The new design is the said to be the first that uses the sensing properties of opal to detect ethanol, the intoxicating component of commercial liquor, by inducing a change in colour that is visible to the human eye. The research team describes their new method in a proof-of-concept paper published today in Optical Materials Express.
The portable breathalyzers used by roadside police use expensive electronic readouts, but these devices lack the ‘immediate and intuitive’ colour change that tells police whether the alcohol content of a suspect’s breath puts them in the legal red zone, said first author Riccardo Pernice of the Università degli Studi di Palermo in Italy.
Techniques that do use colour change to assess the level of alcohol concentration are typically less expensive, but they cannot give a precise reading of the alcohol concentration and most are used once before being disposed of. Pernice said his team’s proposed device combines the best elements of each of these two breathalyzer models.
‘Our approach enables an optical, naked-eye detection as a colour change from green to red, like litmus paper,’ Pernice said in a statement. ‘But it also potentially permits accurate quantitative measurements’ with the addition of an electronic system or a colour detector.
The method is inspired by the natural behaviour of opals, gemstones whose iridescence illustrates their ability to manipulate light. Scientists use manufactured versions of opals and other photonic crystals to detect acidity or the presence of liquid ethanol, but until now little attention has been paid by researchers to detecting gaseous ethanol, the researchers said.
In their new setup, the researchers created sheets of manufactured opal about one centimetre square and just a few hundred billionths of a meter thick.
The opals are pumped full of a gel tuned to respond to ethanol vapour. At increasing ethanol concentrations, the gel swells, changing the way light travels through the gel-filled opal and causing the sample to become red.

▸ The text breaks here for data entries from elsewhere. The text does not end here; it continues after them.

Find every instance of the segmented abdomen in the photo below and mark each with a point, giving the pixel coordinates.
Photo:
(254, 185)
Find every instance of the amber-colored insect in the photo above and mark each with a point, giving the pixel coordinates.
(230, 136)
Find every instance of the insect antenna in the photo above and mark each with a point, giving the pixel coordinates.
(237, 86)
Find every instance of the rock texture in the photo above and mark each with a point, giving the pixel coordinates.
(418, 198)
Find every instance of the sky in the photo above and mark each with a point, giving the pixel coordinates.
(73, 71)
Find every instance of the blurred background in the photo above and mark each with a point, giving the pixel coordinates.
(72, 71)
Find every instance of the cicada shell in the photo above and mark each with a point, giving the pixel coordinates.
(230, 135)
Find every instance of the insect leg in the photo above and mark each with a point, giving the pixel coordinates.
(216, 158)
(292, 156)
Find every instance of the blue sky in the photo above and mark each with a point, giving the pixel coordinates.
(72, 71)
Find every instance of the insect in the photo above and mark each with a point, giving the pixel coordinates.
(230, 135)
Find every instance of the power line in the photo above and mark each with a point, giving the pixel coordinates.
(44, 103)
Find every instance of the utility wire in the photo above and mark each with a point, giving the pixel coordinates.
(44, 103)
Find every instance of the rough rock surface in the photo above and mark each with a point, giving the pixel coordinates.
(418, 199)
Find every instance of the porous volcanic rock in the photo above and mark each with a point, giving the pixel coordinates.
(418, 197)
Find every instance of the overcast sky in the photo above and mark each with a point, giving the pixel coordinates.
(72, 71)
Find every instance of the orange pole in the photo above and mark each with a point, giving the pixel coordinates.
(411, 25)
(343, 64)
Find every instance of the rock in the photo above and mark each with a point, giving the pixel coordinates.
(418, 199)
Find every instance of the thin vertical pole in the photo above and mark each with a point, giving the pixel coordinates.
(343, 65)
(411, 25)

After performing the measurements, the researchers found that the sample gradually regained its original green colour after less than one minute of exposure in air. The sensor does not pose environmental concerns for disposal after use, since it is made of all non-toxic materials, and it does not react to acetone, one of the many substances that can be falsely identified as ethanol by some breath machines.
The device is currently able to detect alcohol at much higher concentrations compared to other portable alcohol sensors. In the coming months, the researchers hope to explore the device’s use at lower concentrations as well.